The average rate on the 30-year fixed mortgage last week was 4.56 percent; the average rate on the jumbo was 4.57 percent, according to the Mortgage Bankers Association.
"It's a confluence of events, really, and all of them help the spread between jumbo and conventional loans," said Matthew Graham, COO of Mortgage News Daily.
"Nonagency jumbo lenders began dipping their toes in the water as early as 2011, and even more so into the end of 2012. Strong loan quality due to tight underwriting combined with competition between large banks and securitzers has led to relatively increased demand. Wells and Chase are keen to compete with securitizers like Redwood or Sequoia in order to capture potential income streams from jumbo clients' bank business."
(Read more: Higher mortgage rates may mean easier credit)
In addition, Fannie Mae and Freddie Mac, which back and bundle two-thirds of conventional loans, have been raising the fees they charge to banks, so-called guarantee fees, mostly to protect themselves against default. Guarantee fees have nearly doubled in just the past year.
"As G-fees move higher, this increase gets added into conforming mortgage rates," said Guy Cecala of Inside Mortgage Finance. "It's a factor, but not the biggest one, allowing portfolio jumbo lenders to match or undercut conforming mortgage rates."
The bigger factor, said Cecala, is that 92 percent of jumbo mortgages are made by banks that fund the loans with their deposits and then hold them in a portfolio. Given that the interest paid on consumer deposits in banks is still incredibly low, lenders can still make a profit on mortgages priced at 4 percent or less if they want to. In fact, jumbo loans, by some lenders, can actually cost less than conforming.
The shrinking spread, or increasing cost to banks of doing business with Fannie Mae and Freddie Mac, is slowly opening the door again to private investors in mortgages. That is by design.

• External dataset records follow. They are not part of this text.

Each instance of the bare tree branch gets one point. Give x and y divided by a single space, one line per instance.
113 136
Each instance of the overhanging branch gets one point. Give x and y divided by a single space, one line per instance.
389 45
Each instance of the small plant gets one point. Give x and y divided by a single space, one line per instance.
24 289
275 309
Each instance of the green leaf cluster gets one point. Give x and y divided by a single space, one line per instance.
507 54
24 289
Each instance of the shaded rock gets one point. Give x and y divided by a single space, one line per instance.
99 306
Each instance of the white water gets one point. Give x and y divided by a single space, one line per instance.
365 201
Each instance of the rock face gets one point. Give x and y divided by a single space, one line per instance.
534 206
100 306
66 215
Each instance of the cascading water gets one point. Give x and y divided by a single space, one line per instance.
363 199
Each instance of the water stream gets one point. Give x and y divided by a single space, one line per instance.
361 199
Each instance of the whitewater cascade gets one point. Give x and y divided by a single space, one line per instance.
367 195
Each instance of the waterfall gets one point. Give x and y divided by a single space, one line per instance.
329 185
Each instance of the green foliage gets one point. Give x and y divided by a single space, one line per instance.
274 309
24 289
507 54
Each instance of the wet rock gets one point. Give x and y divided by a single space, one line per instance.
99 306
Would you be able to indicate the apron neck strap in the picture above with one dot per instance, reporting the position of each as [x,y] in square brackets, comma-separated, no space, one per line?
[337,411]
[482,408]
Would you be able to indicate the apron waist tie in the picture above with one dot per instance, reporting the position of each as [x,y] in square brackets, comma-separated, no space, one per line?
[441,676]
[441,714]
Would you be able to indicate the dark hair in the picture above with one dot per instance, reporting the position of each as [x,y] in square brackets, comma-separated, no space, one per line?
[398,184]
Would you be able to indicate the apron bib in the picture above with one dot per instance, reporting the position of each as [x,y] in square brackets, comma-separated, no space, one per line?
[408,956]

(Read more: Private mortgage insurers back in black post-crash)
"The FHFA (Fannie Mae and Freddie Mac's regulator) has been clear that it will continue to raise them [G-fees] in order to decrease the agencies' footprint in the industry—hopefully drawing in private capital," noted Graham.
So far, however, that is only happening for the highest-quality loans, warned David Stevens, CEO of the MBA. The spreads are only close for loans with at least a 20 percent down payment made by borrowers with stellar credit.
"For private-label securities investors, there will definitely be an equal competing bid opportunity to buy mortgages that are within the conforming loan limits but only for borrowers with big down payments," noted Stevens.
More risky loans will still go to Fannie and Freddie. "Clearly the private sector can fill in that space and take these mortgages and likely will. You've already seen it with some of the large banks."
While the pricing may benefit investors now, it is not like they are all rushing back in. For one thing, investors don't get the revenue from mortgage servicing that banks do, because they just buy the MBS. Overseas investors are now only buying AAA-rated securities, and in the United States there is still tremendous distrust of the ratings agencies.
(Read more: Mortgage delinquencies take a sharp turn up)
"When the bottom fell out of the private-label securities markets in the third quarter of 2007, you had an absolute aversion to buying anything MBS-related that didn't come guaranteed. Now this will require a much higher level of confidence," said Stevens.
There are also new risk-retention rules in place for banks that securitize loans, some of which have not been finalized. That market uncertainty continues to hold investors back, but the door is definitely inching open.